Change. Ugh. It's a word I dread and there's been a lot of it recently with more on the way. I'm learning to accept it, but that doesn't mean it gets any easier.
Jenna graduates this week which has led me to reminisce about the past three years. As I've been reflecting on our friendship, I've realized something: I'm a true believer in the idea that people are placed in our lives for a reason. (cue the Wicked music). But, really. Jenna has been a friend, adopted sister and confidant for 3 years and it's no coincidence. How, as an incoming freshman, would I ever guess my resident assistant would become a dear friend?!

Jenna has always been 100% supportive of everything I do. listening to me complain about PA woes? Sharing ambitious dreams? Rants about math classes? Pep talks before tests (or anything else hard)? Sincere advice or compliments? Sitting next to me while I sit on the kitchen floor and cry? You bet. All of the above. Support always comes from Jenna. Having a true friend behind me during these extremely challenging few years has been a blessing I can't even begin to put into words. I really don't feel I could've survived this far without her.
Some of my best memories involve summertime trips to tiki shack, front porch chats, white collar marathons, drives up the hill, and blasting Karmin in your car. You've always helped me get of my shell, get out of my comfort zone and convinced me that sitting at home reading politicians autobiographies should only be done in moderation.
But really. Who else will stay up into the wee hours of the morning with me talking about campaign strategies, aspirations for future non-profit projects, and a love and passion for everything Southern Utah University? That's a person who'll be hard to come by.
One of the things that makes me happier than just about anything else is sharing in the successes of my friends
(Yes, I always feel like a proud mother). I am constantly in awe of the incredible people I am surrounded by. Jenna, I would gladly help you memorize all of the trustee's names before your interview, help edit your application for EWB, tear up when you accept a t-bird award, make posters for your Dancing With the Stars competition, buy you ice cream when you find out you're going to NACA etc. etc. etc. all over again. You have achieved many great things and it makes me SO incredibly happy. And you've done the exact same thing for me, and I thank you.
I could go on and on but the tears are starting to flow and I'm sitting at the front desk of the Welcome Center
(embarrassing). I know you're not going away forever...thank goodness for modern technology including skype, text, calling etc. To put it simple, there's going to be a void here come Sunday morning. A void I'm not sure I know how (or if I want) to replace.

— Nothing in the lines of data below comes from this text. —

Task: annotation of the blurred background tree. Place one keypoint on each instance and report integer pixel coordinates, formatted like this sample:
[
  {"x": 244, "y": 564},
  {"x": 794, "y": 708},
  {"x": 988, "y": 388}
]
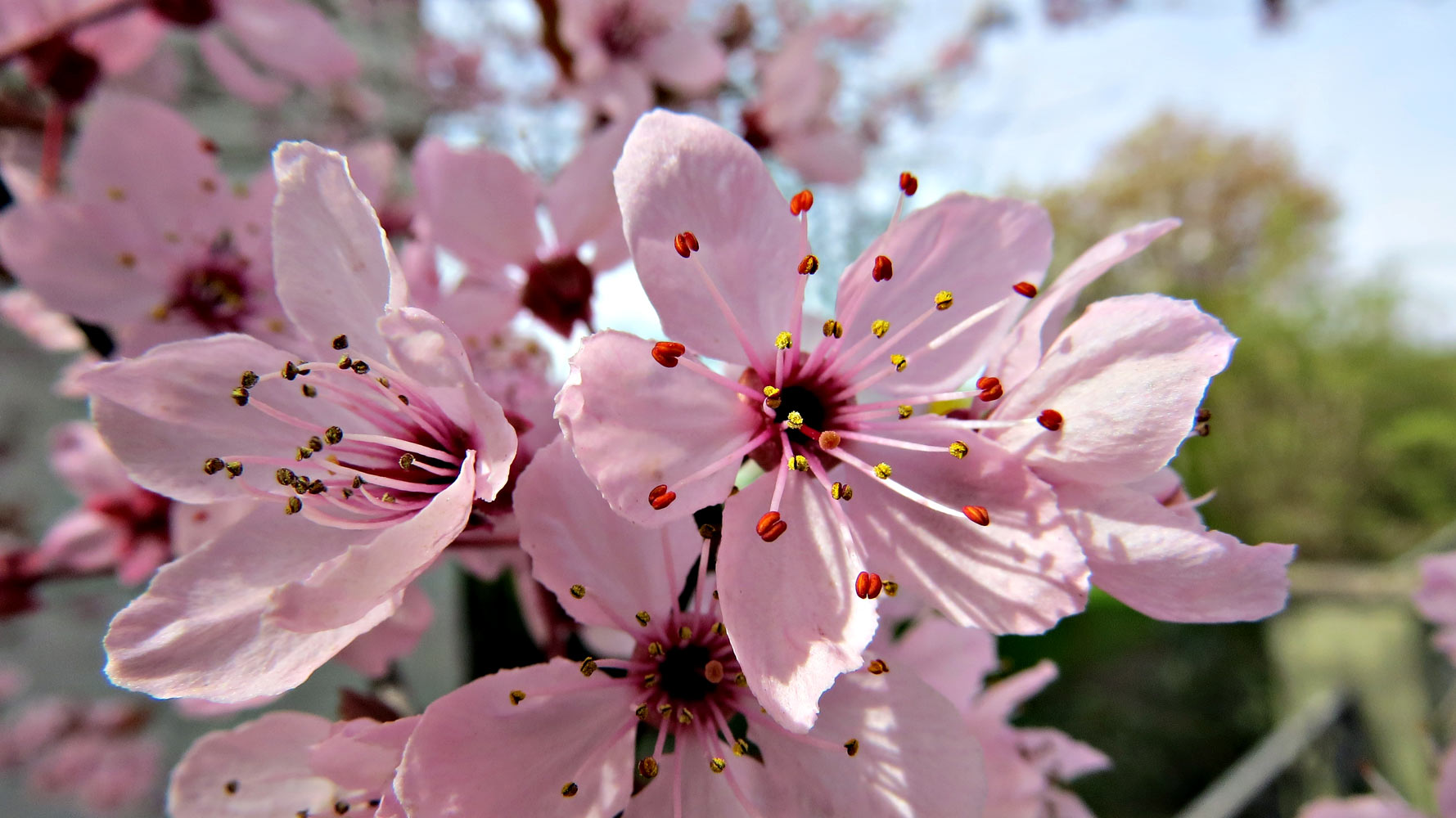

It will be different at SUU without you here. I'm not looking forward to it, but whether I like it or not, its happening. Yet, I know that friendship is more than these college memories we've shared, the ups and downs, the happiest of successes and the darkest of days. It will continue to be strong--that much I know. And I couldn't be more excited about that! You'll just be a little bit further away...that's all.
One of my favorite narratives from my favorite TV show
(I'll let you fill in the blank on that one) says
:
"This guy's walking down the street when he falls in a hole. The walls are so steep he can't get out. "A doctor passes by and the guy shouts up, 'Hey you. Can you help me out?' The doctor writes a prescription, throws it down in the hole and moves on. Then a priest comes along and the guy shouts up, 'Father, I'm down in this hole can you help me out?' The priest writes out a prayer, throws it down in the hole and moves on. Then a friend walks by, 'Hey, Joe, it's me can you help me out?' And the friend jumps in the hole. Our guy says, 'Are you stupid?! Now we're both down here!' The friend says, 'Yeah, but I've been down here before...and I know the way out.'"
Happy Graduation, Jenna. You've got big opportunities coming your way, I just know it. Thanks for always being willing to jump in the hole and show me the way out.